Stephan Mathieu: The Sad Mac
Headz

Why is Mathieu's Mac sad? Because the Saarbrücken composer, house-husband, and university lecturer spends less time in front of his computer screen and more playing with his children and tending his garden. Bedeviled by hardware problems during the past three years, Mathieu waves 'Goodbye DSP-Magic' on The Sad Mac as he simplifies his working methods to their bare minimum (two applications—Tom Erbe's Soundhack and Akira Rabelais' Argeïphontes Lyre—supplemented by basic editing techniques) and uses field recordings, Macintosh system sounds ('the death chimes,' start-up noises), and recordings of musicians playing traditional instruments (harpsichord, violin, bagpipes, hurdy-gurdy, cello plus Mathieu himself on drums, piano, hammered dulcimer, and pump organ) for source material. Recorded between 2001 and 2004, the album marries the more hermetic digital processing approach used on recordings like 2002's Full Swing Edits with the relatively more 'natural' field dimension of the recent On Tape. What results is an expansive and affecting collection of what Fällt's Christopher Murphy deems 'pharmacological music' that consolidates the strengths of Mathieu's other releases into a single evocative work.
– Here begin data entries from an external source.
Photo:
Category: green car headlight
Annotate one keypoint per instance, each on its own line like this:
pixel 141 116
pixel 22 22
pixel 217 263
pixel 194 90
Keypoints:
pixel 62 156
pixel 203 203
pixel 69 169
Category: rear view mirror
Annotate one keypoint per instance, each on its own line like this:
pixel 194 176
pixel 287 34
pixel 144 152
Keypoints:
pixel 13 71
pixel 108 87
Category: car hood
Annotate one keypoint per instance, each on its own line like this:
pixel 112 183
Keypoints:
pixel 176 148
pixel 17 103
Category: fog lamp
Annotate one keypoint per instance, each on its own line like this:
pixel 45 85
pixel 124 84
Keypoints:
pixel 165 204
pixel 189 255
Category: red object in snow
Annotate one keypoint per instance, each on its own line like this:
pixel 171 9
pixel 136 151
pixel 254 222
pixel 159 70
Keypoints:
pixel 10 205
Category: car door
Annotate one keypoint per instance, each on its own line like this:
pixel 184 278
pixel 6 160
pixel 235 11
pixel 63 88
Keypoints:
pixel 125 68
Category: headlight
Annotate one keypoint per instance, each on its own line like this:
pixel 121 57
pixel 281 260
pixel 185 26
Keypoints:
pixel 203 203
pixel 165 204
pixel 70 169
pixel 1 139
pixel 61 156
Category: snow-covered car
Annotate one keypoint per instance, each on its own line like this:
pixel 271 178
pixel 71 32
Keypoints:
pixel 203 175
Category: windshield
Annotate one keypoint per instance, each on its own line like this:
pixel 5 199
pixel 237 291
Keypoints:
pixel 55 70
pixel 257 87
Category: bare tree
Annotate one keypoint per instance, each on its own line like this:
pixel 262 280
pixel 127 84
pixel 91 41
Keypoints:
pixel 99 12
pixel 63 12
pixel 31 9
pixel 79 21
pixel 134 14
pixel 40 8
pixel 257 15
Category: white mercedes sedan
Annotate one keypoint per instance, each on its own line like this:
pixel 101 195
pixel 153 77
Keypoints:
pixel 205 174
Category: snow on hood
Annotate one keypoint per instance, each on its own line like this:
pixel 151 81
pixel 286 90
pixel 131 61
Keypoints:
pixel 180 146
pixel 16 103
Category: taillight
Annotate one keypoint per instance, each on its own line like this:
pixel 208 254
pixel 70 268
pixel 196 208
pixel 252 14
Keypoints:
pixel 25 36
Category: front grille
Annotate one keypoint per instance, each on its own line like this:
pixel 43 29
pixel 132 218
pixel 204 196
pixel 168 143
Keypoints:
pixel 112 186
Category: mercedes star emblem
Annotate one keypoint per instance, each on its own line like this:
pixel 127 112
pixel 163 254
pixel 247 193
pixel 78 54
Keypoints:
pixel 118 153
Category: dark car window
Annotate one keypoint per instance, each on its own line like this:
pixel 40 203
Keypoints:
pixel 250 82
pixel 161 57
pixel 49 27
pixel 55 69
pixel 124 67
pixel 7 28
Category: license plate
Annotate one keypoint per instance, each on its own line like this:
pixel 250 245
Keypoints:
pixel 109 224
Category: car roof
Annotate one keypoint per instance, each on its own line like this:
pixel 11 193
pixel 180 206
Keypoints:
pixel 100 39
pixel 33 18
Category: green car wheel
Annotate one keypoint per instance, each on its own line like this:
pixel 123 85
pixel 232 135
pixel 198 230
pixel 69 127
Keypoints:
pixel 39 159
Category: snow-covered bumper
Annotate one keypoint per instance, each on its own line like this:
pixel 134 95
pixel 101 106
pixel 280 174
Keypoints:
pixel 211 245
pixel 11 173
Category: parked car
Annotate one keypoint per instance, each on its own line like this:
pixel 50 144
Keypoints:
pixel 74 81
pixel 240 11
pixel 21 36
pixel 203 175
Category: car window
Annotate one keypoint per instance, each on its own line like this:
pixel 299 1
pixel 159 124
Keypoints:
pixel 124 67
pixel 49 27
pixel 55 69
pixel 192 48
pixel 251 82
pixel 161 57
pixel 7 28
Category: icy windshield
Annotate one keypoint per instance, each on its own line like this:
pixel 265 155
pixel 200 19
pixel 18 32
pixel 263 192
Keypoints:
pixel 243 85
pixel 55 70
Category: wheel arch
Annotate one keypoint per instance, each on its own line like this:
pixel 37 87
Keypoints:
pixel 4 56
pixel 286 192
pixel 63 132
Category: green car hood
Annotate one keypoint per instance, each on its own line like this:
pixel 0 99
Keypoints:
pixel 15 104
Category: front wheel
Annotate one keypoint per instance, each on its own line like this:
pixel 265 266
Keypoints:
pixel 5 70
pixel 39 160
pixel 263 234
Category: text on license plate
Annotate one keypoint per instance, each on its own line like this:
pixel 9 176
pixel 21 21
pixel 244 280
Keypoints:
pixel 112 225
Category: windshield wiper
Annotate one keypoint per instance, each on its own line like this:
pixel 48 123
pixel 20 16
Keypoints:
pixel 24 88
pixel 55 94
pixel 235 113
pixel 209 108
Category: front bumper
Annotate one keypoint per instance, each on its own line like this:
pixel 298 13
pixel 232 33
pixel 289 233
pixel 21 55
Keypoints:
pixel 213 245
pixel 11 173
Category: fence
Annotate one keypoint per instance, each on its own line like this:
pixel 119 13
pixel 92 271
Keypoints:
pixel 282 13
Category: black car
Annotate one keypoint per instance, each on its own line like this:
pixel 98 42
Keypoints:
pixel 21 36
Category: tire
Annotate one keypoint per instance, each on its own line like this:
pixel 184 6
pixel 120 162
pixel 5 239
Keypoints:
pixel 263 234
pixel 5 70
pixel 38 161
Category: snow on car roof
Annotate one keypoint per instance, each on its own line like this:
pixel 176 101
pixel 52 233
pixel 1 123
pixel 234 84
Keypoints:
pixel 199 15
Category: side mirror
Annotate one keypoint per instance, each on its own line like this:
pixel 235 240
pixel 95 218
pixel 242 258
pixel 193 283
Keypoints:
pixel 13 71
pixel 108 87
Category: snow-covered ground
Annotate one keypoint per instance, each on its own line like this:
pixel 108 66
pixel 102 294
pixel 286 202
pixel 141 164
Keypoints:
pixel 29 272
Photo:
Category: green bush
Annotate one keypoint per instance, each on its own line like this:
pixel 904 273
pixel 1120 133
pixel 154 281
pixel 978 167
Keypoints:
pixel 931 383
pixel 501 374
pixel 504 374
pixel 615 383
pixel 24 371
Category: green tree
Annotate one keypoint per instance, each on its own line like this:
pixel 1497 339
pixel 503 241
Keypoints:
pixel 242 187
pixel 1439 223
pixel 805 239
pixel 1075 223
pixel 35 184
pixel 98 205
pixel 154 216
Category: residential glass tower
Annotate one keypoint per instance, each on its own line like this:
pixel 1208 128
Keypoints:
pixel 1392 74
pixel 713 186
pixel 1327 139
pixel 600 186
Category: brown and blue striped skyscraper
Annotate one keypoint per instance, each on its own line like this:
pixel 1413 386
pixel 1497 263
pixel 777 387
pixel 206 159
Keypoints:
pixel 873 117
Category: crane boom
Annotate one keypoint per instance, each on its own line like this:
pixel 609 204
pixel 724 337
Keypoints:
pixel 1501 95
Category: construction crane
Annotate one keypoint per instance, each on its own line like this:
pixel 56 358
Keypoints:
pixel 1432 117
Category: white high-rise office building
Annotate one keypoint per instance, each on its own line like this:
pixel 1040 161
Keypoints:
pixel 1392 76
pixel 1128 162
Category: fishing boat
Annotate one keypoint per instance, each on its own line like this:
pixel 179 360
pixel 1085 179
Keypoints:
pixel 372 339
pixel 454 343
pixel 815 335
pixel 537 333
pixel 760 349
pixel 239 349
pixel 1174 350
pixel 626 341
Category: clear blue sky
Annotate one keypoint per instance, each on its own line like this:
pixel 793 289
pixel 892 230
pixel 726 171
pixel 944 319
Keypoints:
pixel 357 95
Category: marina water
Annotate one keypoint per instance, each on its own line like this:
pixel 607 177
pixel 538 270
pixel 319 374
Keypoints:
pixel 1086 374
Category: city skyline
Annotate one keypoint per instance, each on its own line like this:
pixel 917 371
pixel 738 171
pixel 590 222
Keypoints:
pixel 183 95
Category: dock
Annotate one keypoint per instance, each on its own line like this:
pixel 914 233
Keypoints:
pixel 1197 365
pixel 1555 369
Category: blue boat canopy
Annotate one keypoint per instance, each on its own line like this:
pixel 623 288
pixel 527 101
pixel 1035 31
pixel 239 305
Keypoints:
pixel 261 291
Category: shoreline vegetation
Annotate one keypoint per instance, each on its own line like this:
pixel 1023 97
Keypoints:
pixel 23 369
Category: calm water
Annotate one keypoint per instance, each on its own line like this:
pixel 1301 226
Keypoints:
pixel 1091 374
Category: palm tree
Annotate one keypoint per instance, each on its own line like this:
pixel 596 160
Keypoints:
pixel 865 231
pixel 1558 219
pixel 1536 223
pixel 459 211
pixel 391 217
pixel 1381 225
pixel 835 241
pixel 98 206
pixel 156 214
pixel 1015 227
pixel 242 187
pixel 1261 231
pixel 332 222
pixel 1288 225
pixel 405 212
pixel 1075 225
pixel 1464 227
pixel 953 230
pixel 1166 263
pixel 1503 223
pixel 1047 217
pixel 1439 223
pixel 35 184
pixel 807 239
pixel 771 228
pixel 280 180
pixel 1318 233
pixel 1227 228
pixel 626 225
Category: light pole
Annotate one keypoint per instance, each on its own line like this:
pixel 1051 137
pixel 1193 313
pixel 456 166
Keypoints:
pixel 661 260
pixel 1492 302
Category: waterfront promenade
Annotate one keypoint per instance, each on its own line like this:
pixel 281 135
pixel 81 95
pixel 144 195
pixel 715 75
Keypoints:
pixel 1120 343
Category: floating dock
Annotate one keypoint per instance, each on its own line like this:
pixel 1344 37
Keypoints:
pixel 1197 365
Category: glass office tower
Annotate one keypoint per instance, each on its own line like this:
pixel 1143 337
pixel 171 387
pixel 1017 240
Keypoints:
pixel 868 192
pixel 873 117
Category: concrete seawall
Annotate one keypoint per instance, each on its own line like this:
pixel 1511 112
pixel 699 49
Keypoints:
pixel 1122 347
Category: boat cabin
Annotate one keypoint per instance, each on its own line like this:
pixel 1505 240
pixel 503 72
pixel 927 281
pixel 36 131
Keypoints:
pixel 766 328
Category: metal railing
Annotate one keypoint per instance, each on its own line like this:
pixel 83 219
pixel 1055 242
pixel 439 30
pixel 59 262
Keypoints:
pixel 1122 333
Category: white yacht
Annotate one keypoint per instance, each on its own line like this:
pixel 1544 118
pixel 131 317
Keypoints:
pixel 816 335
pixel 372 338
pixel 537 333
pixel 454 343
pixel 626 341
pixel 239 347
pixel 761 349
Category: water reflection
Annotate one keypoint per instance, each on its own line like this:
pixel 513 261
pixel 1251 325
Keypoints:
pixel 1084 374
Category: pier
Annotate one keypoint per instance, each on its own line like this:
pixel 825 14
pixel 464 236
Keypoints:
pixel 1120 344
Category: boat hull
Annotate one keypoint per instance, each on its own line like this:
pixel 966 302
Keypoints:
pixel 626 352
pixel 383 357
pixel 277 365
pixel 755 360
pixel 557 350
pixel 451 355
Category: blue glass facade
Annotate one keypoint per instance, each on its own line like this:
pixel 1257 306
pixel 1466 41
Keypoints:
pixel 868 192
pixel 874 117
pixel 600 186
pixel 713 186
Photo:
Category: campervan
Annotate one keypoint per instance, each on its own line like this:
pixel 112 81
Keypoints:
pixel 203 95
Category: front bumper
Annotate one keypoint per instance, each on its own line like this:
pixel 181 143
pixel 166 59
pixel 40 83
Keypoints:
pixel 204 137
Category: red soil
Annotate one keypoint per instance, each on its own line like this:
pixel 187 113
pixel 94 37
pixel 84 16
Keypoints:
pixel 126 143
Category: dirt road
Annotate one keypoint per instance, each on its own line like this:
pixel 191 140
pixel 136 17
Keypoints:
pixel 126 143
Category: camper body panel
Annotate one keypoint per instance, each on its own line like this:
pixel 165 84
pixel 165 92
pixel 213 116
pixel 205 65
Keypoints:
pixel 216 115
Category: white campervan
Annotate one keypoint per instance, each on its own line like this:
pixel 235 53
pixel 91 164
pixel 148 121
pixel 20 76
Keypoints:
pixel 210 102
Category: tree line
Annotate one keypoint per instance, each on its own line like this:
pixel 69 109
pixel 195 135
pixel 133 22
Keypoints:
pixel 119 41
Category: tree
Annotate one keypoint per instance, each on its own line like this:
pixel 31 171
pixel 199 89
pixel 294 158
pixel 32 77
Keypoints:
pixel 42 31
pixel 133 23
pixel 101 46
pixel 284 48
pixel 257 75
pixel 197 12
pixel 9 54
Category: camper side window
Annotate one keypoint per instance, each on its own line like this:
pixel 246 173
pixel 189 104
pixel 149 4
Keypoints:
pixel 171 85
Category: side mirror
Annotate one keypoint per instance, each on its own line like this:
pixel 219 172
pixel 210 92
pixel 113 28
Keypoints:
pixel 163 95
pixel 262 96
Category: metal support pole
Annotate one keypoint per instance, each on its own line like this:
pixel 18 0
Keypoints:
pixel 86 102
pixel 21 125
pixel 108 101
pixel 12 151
Regardless of the changes in Mathieu's methodology, instruments' sounds are still radically transformed through processing, a case in point the seventeen-minute centerpiece “Theme for Oud Amelisweerd” recorded live at MUTEK 2002. Based on fragments of Handel's Violin Sonatas, Mathieu alchemizes violin and harpsichord tones into a luminous lament of crystalline tones that glisten, shimmer, and sparkle (a style later revisited in the equally stately “icredevirrA” based on instrumental fragments from Monteverdi). Similarly, while “Nibbio” includes a veritable mini-orchestra (violin, harpsichord, hammered dulcimer, singers), the instruments emerge as faint phantasmal traces emanating from a wind cloud. On the other hand, Mathieu's pump organ drone and Italian waiter Paolo Bisanti's recitation go largely untreated on “Smile.” What distinguishes the album most of all, though, is the rich sonic garden Mathieu cultivates: the prismatic glimmers of filtered viola notes in “Tinfoil Star,” for example, sounds of his daughter Eva-Lucy playing and singing amidst bucolic bird chatter (“Luft von anderen Planeten”), and becalmed piano ruminations (“Imagination”). Perhaps most strikingly, he even re-records “Tinfoil Star” onto wax cylinder using a circa-1909 Edison 'Fireside' phonograph, altering the original into an alien sea of clicks and stutters that (as Murphy notes) recalls the glitch and crackle of laptop digitalia. As distinctively packaged as its aural content, The Sad Mac represents another fascinating addition to Mathieu's unique discography.